In the midst of these multiple ‘missings’ the criticism of those who see things differently and who are doing their level best, even if they are doing it less than perfectly, is truly tiring.
I don’t believe for one minute that the Church of England is in retreat, or on the way to irrelevance, and the reason I believe this – with all of my heart – is because one of the things we have rediscovered is our diaconal ministry. Church communities up and down the land have discovered what it means to be dismissed, sent, to ‘love and serve the Lord.’ Church communities, and their bishops, priests and deacons, are present to others ‘in the name of Christ,’ and this is what enthuses and invigorates.
Many, many churches are learning and relearning what it means to ‘respond to human need through loving service’ and as time goes on churches, at the institutional and local level will be well placed to make sure that the ‘unjust structures of society’ are challenged. Churches are also partnering with other civic institutions in new ventures, ‘tending’ to the needs of the vulnerable. The church truly is ‘alive and active’ and our diaconal ministry is being ‘sharpened’ through the horrors of these turbulent times.

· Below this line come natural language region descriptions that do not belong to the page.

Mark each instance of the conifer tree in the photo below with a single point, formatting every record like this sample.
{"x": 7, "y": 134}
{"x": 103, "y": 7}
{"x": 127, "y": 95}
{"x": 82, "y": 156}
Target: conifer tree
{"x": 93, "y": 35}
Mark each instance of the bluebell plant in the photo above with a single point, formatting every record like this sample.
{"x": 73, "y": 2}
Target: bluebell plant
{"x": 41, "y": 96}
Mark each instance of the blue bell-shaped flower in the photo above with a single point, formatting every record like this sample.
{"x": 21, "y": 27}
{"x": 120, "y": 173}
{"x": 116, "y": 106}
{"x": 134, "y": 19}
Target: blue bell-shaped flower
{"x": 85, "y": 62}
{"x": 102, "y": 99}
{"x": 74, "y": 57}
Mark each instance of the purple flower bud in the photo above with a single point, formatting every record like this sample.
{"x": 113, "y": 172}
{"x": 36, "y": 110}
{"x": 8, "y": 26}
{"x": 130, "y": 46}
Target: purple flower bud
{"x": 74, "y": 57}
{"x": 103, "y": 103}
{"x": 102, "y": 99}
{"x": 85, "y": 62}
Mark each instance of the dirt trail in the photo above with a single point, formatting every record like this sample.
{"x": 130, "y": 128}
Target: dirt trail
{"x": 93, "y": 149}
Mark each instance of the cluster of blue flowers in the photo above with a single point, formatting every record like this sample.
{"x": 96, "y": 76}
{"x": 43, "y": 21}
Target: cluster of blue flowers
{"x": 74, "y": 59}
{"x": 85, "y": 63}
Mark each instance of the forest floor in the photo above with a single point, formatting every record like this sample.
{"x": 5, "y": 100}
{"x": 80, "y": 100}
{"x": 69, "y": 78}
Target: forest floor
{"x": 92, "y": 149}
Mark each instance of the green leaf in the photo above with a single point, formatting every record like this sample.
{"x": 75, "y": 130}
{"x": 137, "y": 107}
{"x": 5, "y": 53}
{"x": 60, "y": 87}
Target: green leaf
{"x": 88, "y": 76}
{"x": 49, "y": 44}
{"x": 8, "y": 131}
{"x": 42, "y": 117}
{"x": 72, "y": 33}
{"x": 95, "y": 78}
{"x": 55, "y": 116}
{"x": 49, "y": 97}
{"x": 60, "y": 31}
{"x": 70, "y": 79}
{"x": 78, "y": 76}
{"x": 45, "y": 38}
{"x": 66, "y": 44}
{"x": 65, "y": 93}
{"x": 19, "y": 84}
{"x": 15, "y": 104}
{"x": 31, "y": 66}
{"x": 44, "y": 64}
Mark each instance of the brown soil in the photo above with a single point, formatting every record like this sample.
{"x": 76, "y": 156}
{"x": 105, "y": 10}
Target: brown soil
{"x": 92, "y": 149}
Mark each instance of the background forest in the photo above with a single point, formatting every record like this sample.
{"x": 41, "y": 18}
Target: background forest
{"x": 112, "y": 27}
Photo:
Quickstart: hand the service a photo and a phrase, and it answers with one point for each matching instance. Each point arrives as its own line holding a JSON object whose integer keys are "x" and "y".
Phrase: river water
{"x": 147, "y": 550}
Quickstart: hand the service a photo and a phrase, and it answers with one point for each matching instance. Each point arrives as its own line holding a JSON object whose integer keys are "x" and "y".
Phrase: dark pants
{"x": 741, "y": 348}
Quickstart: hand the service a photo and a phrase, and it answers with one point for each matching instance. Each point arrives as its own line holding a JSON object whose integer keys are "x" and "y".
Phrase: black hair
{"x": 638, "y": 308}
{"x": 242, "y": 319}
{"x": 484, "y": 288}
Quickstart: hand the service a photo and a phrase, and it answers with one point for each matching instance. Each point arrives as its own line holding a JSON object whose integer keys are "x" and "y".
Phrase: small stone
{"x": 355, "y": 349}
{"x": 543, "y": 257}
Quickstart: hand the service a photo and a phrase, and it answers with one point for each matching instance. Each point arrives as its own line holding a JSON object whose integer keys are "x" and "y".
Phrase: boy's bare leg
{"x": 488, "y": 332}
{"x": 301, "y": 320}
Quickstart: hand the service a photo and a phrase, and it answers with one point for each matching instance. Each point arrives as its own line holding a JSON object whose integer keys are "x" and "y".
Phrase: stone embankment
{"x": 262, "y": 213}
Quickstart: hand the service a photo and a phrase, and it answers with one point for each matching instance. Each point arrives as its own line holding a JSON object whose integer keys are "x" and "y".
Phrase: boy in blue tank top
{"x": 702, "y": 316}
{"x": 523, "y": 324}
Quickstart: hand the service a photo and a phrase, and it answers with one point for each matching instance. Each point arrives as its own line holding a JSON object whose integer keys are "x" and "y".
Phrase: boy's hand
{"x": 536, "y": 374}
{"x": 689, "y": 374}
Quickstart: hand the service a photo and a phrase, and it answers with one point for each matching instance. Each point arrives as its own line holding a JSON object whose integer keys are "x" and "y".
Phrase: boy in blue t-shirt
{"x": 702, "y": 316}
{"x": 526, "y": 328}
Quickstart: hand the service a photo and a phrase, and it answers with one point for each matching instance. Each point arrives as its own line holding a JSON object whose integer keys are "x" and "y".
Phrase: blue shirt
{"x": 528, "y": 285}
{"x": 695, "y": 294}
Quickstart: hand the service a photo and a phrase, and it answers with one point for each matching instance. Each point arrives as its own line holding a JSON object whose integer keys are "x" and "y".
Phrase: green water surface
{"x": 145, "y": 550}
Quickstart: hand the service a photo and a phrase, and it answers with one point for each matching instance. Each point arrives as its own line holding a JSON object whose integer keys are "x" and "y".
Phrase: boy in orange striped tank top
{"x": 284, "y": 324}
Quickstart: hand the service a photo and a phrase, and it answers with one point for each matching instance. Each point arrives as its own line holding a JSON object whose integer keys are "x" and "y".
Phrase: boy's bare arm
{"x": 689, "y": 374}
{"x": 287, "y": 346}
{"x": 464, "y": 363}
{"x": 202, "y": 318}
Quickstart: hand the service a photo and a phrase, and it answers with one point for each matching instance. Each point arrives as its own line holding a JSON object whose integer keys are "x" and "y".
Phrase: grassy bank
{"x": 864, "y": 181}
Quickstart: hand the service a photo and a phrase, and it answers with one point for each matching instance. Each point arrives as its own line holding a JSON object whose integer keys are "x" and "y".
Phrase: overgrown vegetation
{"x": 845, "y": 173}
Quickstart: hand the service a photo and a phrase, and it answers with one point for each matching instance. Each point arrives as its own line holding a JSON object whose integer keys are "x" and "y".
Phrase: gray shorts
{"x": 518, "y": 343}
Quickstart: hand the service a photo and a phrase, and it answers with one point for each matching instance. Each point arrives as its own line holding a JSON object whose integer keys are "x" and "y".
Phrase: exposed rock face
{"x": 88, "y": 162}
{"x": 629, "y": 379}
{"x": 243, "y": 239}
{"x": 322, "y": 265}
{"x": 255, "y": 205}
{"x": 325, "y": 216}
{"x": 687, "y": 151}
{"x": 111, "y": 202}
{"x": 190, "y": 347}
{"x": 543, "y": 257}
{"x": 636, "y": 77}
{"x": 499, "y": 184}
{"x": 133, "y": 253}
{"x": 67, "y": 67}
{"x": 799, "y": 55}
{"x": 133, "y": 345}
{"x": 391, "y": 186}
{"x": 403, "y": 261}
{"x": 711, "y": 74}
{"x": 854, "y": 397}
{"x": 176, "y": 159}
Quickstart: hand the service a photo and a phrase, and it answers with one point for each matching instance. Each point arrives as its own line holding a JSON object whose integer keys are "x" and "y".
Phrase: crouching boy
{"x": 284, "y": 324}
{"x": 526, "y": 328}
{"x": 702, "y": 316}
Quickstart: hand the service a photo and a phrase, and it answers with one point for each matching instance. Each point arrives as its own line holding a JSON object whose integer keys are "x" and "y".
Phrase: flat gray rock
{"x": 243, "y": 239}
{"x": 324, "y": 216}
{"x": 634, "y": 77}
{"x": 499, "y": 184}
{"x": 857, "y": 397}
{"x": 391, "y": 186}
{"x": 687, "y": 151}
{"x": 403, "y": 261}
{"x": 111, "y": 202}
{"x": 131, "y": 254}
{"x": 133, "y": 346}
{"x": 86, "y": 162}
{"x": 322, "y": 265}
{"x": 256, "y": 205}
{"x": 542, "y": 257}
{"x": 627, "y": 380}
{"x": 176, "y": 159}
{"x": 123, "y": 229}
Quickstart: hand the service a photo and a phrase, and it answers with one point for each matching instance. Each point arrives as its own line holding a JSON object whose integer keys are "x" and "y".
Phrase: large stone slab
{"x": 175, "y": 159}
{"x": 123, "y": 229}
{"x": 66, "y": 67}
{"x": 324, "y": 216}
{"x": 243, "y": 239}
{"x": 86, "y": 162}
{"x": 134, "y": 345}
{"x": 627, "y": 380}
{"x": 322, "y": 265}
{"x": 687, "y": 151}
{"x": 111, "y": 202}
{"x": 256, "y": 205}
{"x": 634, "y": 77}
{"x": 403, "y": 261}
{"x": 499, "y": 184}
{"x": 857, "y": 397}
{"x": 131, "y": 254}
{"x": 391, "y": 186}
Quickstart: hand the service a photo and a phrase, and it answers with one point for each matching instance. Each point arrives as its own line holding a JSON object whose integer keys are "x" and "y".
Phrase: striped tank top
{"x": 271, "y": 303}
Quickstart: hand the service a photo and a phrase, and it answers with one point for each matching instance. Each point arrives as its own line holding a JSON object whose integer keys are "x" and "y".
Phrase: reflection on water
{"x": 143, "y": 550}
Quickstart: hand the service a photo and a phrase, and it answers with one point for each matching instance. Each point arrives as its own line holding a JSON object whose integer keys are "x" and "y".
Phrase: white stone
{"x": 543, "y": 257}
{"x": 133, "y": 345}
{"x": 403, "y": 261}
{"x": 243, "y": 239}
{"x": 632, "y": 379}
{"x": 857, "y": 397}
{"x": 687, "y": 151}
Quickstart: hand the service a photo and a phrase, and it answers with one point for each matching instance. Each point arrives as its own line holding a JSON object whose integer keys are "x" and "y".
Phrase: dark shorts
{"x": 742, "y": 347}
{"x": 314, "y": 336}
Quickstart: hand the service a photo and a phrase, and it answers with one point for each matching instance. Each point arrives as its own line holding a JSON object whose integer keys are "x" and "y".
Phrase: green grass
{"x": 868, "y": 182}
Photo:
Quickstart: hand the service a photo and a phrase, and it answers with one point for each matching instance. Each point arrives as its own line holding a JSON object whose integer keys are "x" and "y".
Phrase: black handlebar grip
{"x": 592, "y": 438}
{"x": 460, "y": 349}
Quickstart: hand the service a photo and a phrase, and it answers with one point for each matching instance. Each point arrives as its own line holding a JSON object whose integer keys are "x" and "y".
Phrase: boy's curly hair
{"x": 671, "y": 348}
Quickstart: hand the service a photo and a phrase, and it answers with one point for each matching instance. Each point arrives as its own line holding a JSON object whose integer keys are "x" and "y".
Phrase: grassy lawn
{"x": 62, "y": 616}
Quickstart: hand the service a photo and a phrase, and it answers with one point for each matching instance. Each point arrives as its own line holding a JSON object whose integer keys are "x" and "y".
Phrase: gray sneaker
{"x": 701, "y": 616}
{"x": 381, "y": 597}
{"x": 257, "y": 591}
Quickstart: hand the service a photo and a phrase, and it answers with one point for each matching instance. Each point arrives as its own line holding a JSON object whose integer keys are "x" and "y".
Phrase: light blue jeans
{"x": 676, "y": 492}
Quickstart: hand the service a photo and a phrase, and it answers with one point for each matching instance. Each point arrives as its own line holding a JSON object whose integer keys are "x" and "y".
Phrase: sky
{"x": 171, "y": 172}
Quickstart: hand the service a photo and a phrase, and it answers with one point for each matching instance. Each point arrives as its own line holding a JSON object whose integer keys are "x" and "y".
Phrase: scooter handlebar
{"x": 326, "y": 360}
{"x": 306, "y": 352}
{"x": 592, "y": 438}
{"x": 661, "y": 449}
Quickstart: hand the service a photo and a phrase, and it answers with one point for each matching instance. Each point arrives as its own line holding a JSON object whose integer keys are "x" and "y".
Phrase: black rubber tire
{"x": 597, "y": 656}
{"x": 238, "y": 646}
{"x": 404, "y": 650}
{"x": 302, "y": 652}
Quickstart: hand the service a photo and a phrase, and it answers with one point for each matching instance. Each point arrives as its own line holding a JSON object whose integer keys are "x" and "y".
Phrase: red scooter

In these turbulent times let’s cut each other a little slack and exercise some charity, let’s tend to each other, and accept that we are all trying to do our best: bishop, priest and deacon alike. And finally whether we chose to celebrate from the sanctuary or the kitchen table (and we are doing both) let’s retain a sense of confidence that ‘the Lord is here,’ and ‘his (invigorating) Spirit is with us.’
God is not in retreat, and neither, do I believe is his body: the Church.